Voacangine Mitigates Human Nasopharyngeal Carcinoma Cells HK-1 Proliferation and Triggers Apoptosis Through the Suppression of NF-κB Facilitated PI3K/AKT/mTOR Pathway

Abstract

The nasopharyngeal epithelium, which is frequently found in Southeast Asia and Southern China, gives rise to nasopharyngeal carcinoma (NPC). Despite improvements in diagnostic tools and remedial modalities, the prognosis of NPC remains meager. Thus, innovative and effective anti-cancer agents are desirable. Voacangine (VCG) is a recognized alkaloid sequestered from the plant Voacanga foetida.

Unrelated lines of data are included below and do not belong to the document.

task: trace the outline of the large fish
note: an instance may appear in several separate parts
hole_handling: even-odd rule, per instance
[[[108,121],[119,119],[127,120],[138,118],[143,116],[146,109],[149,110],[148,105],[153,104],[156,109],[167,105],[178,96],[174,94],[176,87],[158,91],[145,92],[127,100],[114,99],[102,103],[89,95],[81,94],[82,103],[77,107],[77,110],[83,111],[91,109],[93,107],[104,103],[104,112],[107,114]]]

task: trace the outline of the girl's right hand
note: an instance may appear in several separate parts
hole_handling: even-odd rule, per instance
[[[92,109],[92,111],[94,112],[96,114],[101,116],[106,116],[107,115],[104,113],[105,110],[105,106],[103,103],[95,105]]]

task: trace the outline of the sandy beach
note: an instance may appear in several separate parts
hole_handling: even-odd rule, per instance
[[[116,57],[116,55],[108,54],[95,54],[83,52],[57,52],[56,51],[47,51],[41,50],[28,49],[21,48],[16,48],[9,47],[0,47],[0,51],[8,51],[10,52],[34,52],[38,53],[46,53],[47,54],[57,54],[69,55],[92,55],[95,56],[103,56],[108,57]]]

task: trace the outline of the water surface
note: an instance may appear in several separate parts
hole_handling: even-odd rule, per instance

Hence, the current research assessed the anti-proliferative and apoptotic action of VCG on HK-1 human NPC cells and its underlying molecular actions. The results exposed that VCG (20 and 25 µ/ml) avert the HK-1 cells proliferation, which stimulates apoptosis by the amelioration of Bcl-2-associated X protein (Bax) and caspases, while it lessens cyclin-D1, B-cell lymphoma 2 (Bcl-2), c-Myc, survivin in a dose-dependent way. Furthermore, VCG alleviates inflammation, cell proliferation, and augmented cell death through the attenuation of Nuclear factor kappa B (NF-κB) facilitated Phosphoinositide 3-kinase/Protein kinase B/Mammalian target of rapamycin (PI3K/AKT/mTOR) signaling. This creates a Bax/Bcl-2 proportion imbalance, which triggers caspases cascade, Cyt-c, and induces apoptosis. Our findings deliver novel perceptions into exploring VCG as a beneficial bioactive alkaloid for the handling of NPC.